Ransomware attacks in cloud environments can be made more severe by misconfigured AWS IAM and KMS services. In this hands-on lab, you will analyze a ransomware incident - detecting and following the trail of malicious activity in AWS CloudTrail logs using Splunk.

In an ongoing investigation, Huge Logistics' AWS account was recently compromised in a ransomware attack.
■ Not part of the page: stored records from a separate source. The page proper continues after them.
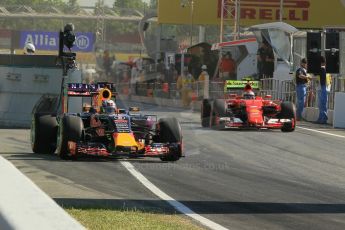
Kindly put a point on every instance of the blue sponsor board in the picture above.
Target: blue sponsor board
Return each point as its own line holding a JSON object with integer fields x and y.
{"x": 44, "y": 40}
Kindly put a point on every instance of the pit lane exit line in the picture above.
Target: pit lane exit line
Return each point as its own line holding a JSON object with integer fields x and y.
{"x": 162, "y": 195}
{"x": 322, "y": 132}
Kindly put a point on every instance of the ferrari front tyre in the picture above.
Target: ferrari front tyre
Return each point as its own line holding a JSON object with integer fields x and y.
{"x": 70, "y": 129}
{"x": 218, "y": 111}
{"x": 170, "y": 132}
{"x": 205, "y": 113}
{"x": 288, "y": 111}
{"x": 43, "y": 133}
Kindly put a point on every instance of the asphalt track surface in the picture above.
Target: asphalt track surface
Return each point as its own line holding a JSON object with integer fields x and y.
{"x": 240, "y": 179}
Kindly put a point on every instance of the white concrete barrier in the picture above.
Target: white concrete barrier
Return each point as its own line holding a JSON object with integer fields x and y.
{"x": 24, "y": 206}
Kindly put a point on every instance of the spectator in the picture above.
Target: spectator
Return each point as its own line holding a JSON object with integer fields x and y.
{"x": 302, "y": 79}
{"x": 228, "y": 67}
{"x": 268, "y": 64}
{"x": 261, "y": 56}
{"x": 185, "y": 85}
{"x": 322, "y": 94}
{"x": 204, "y": 81}
{"x": 161, "y": 66}
{"x": 107, "y": 63}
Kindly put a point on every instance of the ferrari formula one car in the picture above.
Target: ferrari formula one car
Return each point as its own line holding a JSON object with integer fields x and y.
{"x": 102, "y": 134}
{"x": 241, "y": 111}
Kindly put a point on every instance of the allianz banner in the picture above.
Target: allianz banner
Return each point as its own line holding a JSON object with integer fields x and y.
{"x": 44, "y": 40}
{"x": 299, "y": 13}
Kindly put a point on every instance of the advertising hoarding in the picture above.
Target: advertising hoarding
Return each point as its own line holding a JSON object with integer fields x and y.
{"x": 299, "y": 13}
{"x": 45, "y": 40}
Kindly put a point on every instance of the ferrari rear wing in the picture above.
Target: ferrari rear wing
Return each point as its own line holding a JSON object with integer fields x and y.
{"x": 239, "y": 85}
{"x": 88, "y": 90}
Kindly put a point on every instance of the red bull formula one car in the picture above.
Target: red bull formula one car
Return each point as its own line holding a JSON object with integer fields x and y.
{"x": 98, "y": 133}
{"x": 248, "y": 110}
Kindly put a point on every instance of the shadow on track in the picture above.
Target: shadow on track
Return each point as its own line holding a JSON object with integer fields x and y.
{"x": 207, "y": 207}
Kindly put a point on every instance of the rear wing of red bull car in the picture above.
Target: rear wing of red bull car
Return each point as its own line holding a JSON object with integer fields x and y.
{"x": 89, "y": 90}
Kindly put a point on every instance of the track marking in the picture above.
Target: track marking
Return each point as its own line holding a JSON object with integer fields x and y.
{"x": 162, "y": 195}
{"x": 322, "y": 132}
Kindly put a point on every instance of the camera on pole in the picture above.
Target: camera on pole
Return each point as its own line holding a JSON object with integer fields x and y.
{"x": 67, "y": 39}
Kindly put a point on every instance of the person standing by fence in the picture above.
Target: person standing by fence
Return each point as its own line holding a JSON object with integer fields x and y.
{"x": 203, "y": 83}
{"x": 302, "y": 79}
{"x": 185, "y": 85}
{"x": 322, "y": 94}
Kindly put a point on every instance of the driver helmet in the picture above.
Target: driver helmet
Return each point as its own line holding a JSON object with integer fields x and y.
{"x": 29, "y": 49}
{"x": 108, "y": 107}
{"x": 249, "y": 94}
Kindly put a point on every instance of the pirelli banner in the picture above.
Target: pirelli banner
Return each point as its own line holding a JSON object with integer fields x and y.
{"x": 299, "y": 13}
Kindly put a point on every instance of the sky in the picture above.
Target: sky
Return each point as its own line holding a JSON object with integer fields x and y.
{"x": 92, "y": 2}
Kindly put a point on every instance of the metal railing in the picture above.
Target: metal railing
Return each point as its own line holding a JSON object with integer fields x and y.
{"x": 279, "y": 90}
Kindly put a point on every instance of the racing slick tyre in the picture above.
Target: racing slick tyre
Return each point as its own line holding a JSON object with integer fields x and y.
{"x": 219, "y": 110}
{"x": 170, "y": 132}
{"x": 43, "y": 133}
{"x": 70, "y": 129}
{"x": 205, "y": 113}
{"x": 288, "y": 111}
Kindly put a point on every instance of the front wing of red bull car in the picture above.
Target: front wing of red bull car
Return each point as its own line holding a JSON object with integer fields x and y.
{"x": 235, "y": 111}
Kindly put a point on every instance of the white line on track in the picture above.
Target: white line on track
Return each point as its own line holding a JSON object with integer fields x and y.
{"x": 322, "y": 132}
{"x": 162, "y": 195}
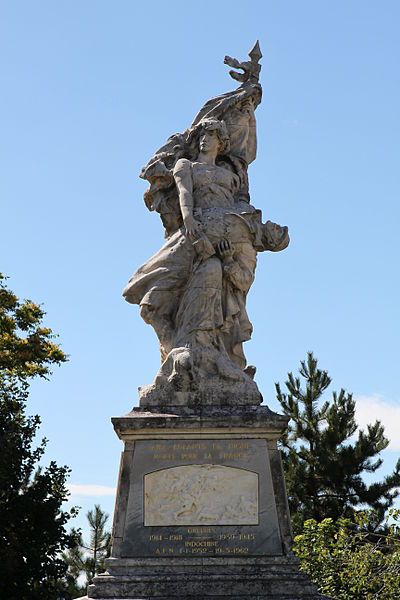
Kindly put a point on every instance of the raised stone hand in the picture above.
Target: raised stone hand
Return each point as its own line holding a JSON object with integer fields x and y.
{"x": 225, "y": 250}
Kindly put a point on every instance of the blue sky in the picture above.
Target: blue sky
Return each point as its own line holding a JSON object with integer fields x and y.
{"x": 91, "y": 89}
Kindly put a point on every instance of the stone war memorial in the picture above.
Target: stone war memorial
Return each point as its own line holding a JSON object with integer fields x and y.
{"x": 201, "y": 508}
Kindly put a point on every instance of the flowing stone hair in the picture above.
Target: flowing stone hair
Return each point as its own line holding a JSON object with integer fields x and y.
{"x": 217, "y": 125}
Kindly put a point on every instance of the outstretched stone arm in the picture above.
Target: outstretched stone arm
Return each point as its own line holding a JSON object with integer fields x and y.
{"x": 184, "y": 183}
{"x": 240, "y": 276}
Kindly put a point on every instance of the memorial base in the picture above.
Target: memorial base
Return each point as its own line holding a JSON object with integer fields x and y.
{"x": 201, "y": 509}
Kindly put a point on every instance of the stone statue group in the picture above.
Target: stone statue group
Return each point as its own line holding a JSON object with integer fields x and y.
{"x": 193, "y": 290}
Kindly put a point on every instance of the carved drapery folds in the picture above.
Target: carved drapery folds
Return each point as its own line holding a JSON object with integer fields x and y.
{"x": 193, "y": 290}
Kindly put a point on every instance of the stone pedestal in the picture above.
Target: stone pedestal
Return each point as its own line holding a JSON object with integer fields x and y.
{"x": 201, "y": 509}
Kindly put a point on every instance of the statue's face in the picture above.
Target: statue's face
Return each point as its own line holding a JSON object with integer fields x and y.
{"x": 209, "y": 141}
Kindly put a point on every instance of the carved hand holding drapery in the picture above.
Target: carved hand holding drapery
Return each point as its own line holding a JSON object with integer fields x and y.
{"x": 193, "y": 291}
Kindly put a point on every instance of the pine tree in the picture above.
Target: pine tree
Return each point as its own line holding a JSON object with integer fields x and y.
{"x": 324, "y": 464}
{"x": 88, "y": 558}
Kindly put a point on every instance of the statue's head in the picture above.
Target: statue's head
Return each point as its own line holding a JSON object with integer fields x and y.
{"x": 210, "y": 135}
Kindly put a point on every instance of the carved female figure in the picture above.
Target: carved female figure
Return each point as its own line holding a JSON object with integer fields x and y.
{"x": 193, "y": 290}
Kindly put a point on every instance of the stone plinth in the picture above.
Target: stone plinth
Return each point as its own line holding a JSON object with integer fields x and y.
{"x": 201, "y": 509}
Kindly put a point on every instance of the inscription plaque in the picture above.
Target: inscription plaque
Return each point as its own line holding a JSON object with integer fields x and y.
{"x": 207, "y": 497}
{"x": 201, "y": 495}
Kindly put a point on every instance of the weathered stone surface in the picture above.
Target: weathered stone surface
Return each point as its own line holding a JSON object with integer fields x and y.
{"x": 193, "y": 290}
{"x": 197, "y": 495}
{"x": 201, "y": 510}
{"x": 249, "y": 564}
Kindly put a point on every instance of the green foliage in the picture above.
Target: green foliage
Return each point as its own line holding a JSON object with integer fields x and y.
{"x": 346, "y": 562}
{"x": 324, "y": 455}
{"x": 32, "y": 524}
{"x": 88, "y": 558}
{"x": 26, "y": 347}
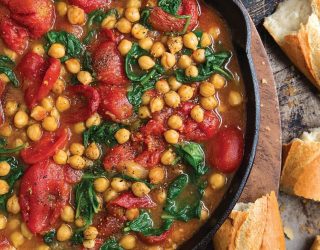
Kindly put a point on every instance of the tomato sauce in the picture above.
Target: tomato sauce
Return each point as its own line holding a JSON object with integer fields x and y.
{"x": 103, "y": 131}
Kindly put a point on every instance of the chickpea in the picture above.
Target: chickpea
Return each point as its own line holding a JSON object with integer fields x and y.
{"x": 128, "y": 241}
{"x": 17, "y": 239}
{"x": 139, "y": 31}
{"x": 124, "y": 25}
{"x": 73, "y": 65}
{"x": 101, "y": 184}
{"x": 94, "y": 120}
{"x": 50, "y": 124}
{"x": 144, "y": 112}
{"x": 3, "y": 221}
{"x": 168, "y": 60}
{"x": 235, "y": 98}
{"x": 217, "y": 181}
{"x": 192, "y": 71}
{"x": 60, "y": 157}
{"x": 199, "y": 55}
{"x": 122, "y": 135}
{"x": 197, "y": 114}
{"x": 4, "y": 168}
{"x": 208, "y": 103}
{"x": 124, "y": 46}
{"x": 157, "y": 175}
{"x": 175, "y": 44}
{"x": 175, "y": 122}
{"x": 93, "y": 151}
{"x": 146, "y": 43}
{"x": 62, "y": 8}
{"x": 76, "y": 15}
{"x": 119, "y": 184}
{"x": 132, "y": 213}
{"x": 64, "y": 232}
{"x": 84, "y": 77}
{"x": 156, "y": 104}
{"x": 162, "y": 86}
{"x": 6, "y": 130}
{"x": 25, "y": 231}
{"x": 77, "y": 162}
{"x": 218, "y": 81}
{"x": 146, "y": 62}
{"x": 59, "y": 87}
{"x": 206, "y": 40}
{"x": 109, "y": 22}
{"x": 47, "y": 104}
{"x": 185, "y": 92}
{"x": 184, "y": 62}
{"x": 132, "y": 14}
{"x": 77, "y": 149}
{"x": 171, "y": 136}
{"x": 109, "y": 195}
{"x": 13, "y": 205}
{"x": 57, "y": 51}
{"x": 157, "y": 49}
{"x": 207, "y": 89}
{"x": 133, "y": 4}
{"x": 79, "y": 128}
{"x": 190, "y": 40}
{"x": 21, "y": 119}
{"x": 34, "y": 132}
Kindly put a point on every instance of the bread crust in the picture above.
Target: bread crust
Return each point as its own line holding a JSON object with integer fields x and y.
{"x": 301, "y": 170}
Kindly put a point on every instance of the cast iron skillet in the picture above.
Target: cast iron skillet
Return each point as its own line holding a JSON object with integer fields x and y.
{"x": 234, "y": 13}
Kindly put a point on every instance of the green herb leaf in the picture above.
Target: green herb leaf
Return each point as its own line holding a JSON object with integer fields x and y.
{"x": 192, "y": 154}
{"x": 103, "y": 133}
{"x": 111, "y": 244}
{"x": 49, "y": 237}
{"x": 144, "y": 224}
{"x": 170, "y": 6}
{"x": 215, "y": 63}
{"x": 74, "y": 48}
{"x": 86, "y": 201}
{"x": 16, "y": 171}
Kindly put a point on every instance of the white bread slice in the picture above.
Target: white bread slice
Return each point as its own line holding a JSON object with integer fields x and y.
{"x": 301, "y": 169}
{"x": 256, "y": 226}
{"x": 295, "y": 26}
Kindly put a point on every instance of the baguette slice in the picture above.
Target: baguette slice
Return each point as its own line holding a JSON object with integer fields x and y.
{"x": 295, "y": 27}
{"x": 301, "y": 170}
{"x": 258, "y": 227}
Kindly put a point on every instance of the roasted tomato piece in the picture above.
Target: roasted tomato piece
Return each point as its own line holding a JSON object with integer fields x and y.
{"x": 114, "y": 103}
{"x": 43, "y": 194}
{"x": 165, "y": 22}
{"x": 36, "y": 15}
{"x": 46, "y": 147}
{"x": 85, "y": 101}
{"x": 13, "y": 35}
{"x": 89, "y": 5}
{"x": 129, "y": 200}
{"x": 117, "y": 155}
{"x": 225, "y": 151}
{"x": 109, "y": 64}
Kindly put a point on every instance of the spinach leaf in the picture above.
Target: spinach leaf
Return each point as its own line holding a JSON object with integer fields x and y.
{"x": 170, "y": 6}
{"x": 16, "y": 171}
{"x": 215, "y": 63}
{"x": 103, "y": 133}
{"x": 144, "y": 224}
{"x": 192, "y": 154}
{"x": 86, "y": 201}
{"x": 48, "y": 238}
{"x": 111, "y": 244}
{"x": 74, "y": 48}
{"x": 183, "y": 208}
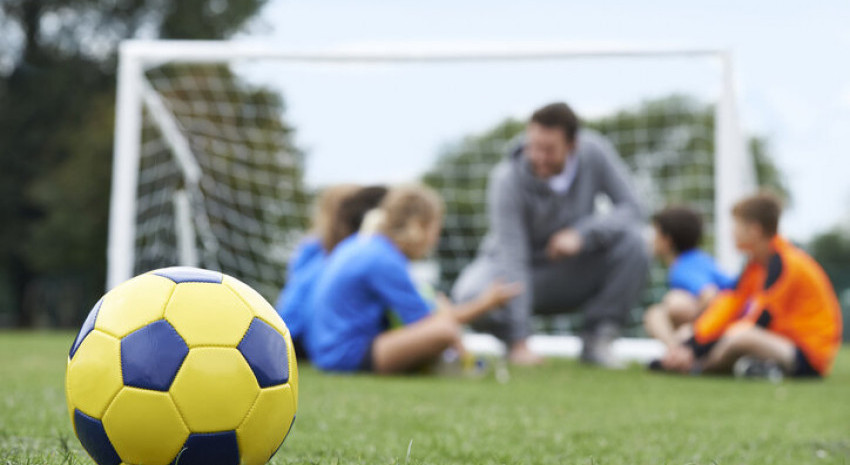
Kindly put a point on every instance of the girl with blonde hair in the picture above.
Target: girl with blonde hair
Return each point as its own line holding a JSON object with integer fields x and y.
{"x": 366, "y": 283}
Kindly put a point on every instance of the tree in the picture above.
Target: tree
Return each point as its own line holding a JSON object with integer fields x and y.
{"x": 57, "y": 78}
{"x": 663, "y": 140}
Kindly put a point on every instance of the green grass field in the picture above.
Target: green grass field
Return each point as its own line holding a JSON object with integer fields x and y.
{"x": 562, "y": 413}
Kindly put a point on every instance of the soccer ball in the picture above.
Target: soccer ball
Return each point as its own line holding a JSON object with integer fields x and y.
{"x": 182, "y": 365}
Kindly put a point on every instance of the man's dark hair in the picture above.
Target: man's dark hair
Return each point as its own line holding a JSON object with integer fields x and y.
{"x": 763, "y": 209}
{"x": 353, "y": 209}
{"x": 682, "y": 225}
{"x": 558, "y": 115}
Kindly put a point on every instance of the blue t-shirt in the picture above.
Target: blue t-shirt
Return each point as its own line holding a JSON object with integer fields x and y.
{"x": 364, "y": 278}
{"x": 293, "y": 304}
{"x": 694, "y": 270}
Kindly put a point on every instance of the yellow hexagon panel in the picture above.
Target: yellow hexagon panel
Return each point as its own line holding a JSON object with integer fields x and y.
{"x": 266, "y": 426}
{"x": 214, "y": 389}
{"x": 94, "y": 374}
{"x": 68, "y": 391}
{"x": 134, "y": 304}
{"x": 257, "y": 303}
{"x": 208, "y": 314}
{"x": 145, "y": 427}
{"x": 293, "y": 370}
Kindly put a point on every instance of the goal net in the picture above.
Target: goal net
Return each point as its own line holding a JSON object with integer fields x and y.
{"x": 220, "y": 146}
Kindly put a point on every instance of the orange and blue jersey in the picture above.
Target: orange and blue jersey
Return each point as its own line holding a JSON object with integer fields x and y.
{"x": 694, "y": 271}
{"x": 364, "y": 278}
{"x": 790, "y": 296}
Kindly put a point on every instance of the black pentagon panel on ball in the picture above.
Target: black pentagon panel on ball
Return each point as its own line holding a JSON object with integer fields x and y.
{"x": 210, "y": 449}
{"x": 152, "y": 355}
{"x": 188, "y": 274}
{"x": 266, "y": 353}
{"x": 93, "y": 437}
{"x": 88, "y": 326}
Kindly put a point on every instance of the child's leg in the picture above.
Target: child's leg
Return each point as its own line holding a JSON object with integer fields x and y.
{"x": 676, "y": 309}
{"x": 657, "y": 324}
{"x": 408, "y": 347}
{"x": 747, "y": 340}
{"x": 682, "y": 307}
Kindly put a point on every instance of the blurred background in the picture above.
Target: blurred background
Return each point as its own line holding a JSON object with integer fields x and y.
{"x": 58, "y": 83}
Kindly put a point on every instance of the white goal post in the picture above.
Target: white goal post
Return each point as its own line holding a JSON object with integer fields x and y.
{"x": 734, "y": 172}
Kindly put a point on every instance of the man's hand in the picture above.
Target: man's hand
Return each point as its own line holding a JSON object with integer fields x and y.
{"x": 679, "y": 358}
{"x": 564, "y": 243}
{"x": 500, "y": 293}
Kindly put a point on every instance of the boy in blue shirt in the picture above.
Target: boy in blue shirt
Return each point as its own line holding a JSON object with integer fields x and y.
{"x": 694, "y": 277}
{"x": 340, "y": 211}
{"x": 366, "y": 282}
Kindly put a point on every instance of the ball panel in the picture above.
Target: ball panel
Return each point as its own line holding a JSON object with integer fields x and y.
{"x": 188, "y": 274}
{"x": 208, "y": 314}
{"x": 264, "y": 429}
{"x": 214, "y": 389}
{"x": 88, "y": 326}
{"x": 210, "y": 449}
{"x": 134, "y": 304}
{"x": 93, "y": 437}
{"x": 151, "y": 356}
{"x": 293, "y": 371}
{"x": 258, "y": 305}
{"x": 94, "y": 374}
{"x": 145, "y": 427}
{"x": 266, "y": 352}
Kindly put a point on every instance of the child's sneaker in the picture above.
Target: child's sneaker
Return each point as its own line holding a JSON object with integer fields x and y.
{"x": 750, "y": 367}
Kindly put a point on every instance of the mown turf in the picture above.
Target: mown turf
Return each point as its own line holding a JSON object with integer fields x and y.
{"x": 559, "y": 414}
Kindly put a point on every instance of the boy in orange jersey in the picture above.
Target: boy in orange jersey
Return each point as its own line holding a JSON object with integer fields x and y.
{"x": 782, "y": 315}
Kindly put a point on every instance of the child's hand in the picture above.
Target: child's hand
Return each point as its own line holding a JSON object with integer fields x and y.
{"x": 500, "y": 293}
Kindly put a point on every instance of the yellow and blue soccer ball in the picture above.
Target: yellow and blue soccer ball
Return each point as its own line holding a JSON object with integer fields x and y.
{"x": 182, "y": 365}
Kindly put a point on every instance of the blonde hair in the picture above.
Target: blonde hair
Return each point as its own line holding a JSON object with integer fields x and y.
{"x": 405, "y": 213}
{"x": 326, "y": 211}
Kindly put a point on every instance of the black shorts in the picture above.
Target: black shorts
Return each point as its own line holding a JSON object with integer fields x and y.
{"x": 802, "y": 367}
{"x": 367, "y": 364}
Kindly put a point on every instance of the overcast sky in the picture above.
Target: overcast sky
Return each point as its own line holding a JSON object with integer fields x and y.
{"x": 791, "y": 61}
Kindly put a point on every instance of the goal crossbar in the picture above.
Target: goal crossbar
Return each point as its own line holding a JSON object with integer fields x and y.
{"x": 734, "y": 171}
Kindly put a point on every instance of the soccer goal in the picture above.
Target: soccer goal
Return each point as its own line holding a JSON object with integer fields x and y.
{"x": 220, "y": 146}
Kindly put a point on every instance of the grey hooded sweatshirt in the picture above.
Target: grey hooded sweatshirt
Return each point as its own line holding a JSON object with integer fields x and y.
{"x": 524, "y": 212}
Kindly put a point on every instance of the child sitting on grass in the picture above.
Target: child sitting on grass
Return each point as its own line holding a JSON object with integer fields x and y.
{"x": 694, "y": 277}
{"x": 783, "y": 315}
{"x": 367, "y": 276}
{"x": 339, "y": 214}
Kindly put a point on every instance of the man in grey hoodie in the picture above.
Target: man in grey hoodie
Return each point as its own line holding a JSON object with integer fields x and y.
{"x": 546, "y": 234}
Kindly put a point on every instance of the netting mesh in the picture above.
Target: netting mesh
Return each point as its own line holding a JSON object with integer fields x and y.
{"x": 251, "y": 203}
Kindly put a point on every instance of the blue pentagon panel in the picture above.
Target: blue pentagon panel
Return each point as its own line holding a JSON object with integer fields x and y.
{"x": 210, "y": 449}
{"x": 88, "y": 325}
{"x": 265, "y": 351}
{"x": 93, "y": 437}
{"x": 151, "y": 356}
{"x": 188, "y": 274}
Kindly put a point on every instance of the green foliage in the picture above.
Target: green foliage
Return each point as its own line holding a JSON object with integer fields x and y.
{"x": 664, "y": 141}
{"x": 561, "y": 413}
{"x": 57, "y": 87}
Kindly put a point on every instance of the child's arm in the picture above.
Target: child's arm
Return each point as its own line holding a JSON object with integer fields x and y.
{"x": 706, "y": 295}
{"x": 495, "y": 296}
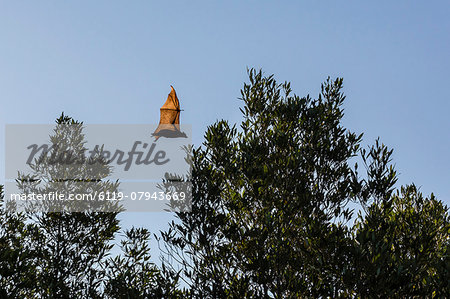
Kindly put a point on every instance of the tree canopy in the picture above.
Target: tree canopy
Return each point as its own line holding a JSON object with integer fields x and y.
{"x": 280, "y": 209}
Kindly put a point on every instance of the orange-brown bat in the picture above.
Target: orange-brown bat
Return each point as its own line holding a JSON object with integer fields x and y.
{"x": 169, "y": 123}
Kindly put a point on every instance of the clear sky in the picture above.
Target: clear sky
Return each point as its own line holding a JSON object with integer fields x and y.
{"x": 114, "y": 62}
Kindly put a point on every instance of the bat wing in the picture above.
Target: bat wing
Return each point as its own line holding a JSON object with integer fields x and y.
{"x": 169, "y": 123}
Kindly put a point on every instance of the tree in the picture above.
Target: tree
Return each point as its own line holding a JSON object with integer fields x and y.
{"x": 402, "y": 247}
{"x": 18, "y": 260}
{"x": 270, "y": 201}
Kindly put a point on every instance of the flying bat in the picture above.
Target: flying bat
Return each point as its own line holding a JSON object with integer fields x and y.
{"x": 169, "y": 123}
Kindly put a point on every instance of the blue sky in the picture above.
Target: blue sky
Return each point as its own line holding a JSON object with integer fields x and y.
{"x": 114, "y": 62}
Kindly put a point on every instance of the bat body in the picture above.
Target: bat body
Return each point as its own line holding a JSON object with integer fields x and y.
{"x": 169, "y": 123}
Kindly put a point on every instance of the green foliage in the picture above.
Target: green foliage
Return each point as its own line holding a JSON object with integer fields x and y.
{"x": 402, "y": 247}
{"x": 133, "y": 275}
{"x": 270, "y": 201}
{"x": 270, "y": 218}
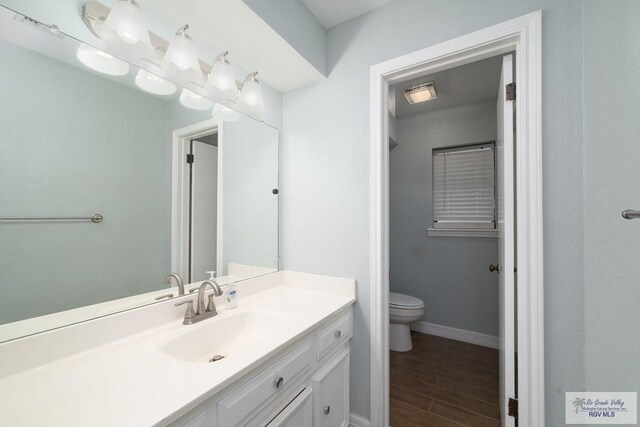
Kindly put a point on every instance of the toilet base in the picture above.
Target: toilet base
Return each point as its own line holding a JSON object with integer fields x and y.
{"x": 399, "y": 337}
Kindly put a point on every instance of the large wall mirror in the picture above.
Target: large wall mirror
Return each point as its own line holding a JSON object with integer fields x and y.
{"x": 111, "y": 178}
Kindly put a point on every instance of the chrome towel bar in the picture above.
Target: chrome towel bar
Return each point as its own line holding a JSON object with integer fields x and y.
{"x": 95, "y": 218}
{"x": 630, "y": 214}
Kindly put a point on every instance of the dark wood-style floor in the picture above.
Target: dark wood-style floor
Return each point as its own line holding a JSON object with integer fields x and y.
{"x": 442, "y": 382}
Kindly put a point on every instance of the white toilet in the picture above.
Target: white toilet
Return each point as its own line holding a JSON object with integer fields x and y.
{"x": 403, "y": 310}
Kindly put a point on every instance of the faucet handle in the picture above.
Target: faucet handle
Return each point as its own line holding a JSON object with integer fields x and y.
{"x": 211, "y": 306}
{"x": 190, "y": 314}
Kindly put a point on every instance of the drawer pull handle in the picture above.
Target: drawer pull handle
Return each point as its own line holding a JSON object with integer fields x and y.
{"x": 279, "y": 382}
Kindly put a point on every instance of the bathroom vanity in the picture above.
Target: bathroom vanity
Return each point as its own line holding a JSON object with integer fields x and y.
{"x": 126, "y": 187}
{"x": 285, "y": 363}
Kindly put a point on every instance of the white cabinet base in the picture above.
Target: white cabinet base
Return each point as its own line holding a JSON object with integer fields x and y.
{"x": 305, "y": 385}
{"x": 331, "y": 393}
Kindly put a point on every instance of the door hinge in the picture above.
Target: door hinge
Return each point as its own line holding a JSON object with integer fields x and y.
{"x": 513, "y": 407}
{"x": 510, "y": 90}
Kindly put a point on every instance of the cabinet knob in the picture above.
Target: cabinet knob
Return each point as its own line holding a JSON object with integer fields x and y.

The security manager has tasked you with analyzing AWS CloudTrail logs ingested into Splunk, in order to determine the source of the compromise and understand the chain of events as the attack was carried out

• Familiarity with AWS services
• Basic understanding of AWS CLI and AWS Management Console

• Understand how AWS KMS can be abused in ransomware scenarios
• Understanding of Splunk, including ingestion and search capabilities
• Investigate unauthorized KMS usage and assess its impact on resources
• Learn mitigations to prevent similar incidents

According to Unit 42's 2023 Ransomware and Extortion report, threat actors engaged in data theft in approximately 70% of ransomware cases by late 2022, up from 40% in mid-2021. The report also highlights the growing sophistication of ransomware attacks in cloud environments. Misconfigured AWS IAM and KMS policies amplify these risks, enabling attackers to escalate privileges through overly permissive policies and encrypt resources - holding data for ransom while threatening to leak it. These attacks also cause significant operational disruptions. This lab simulates real-world scenarios to enhance your ability to detect and mitigate such threats.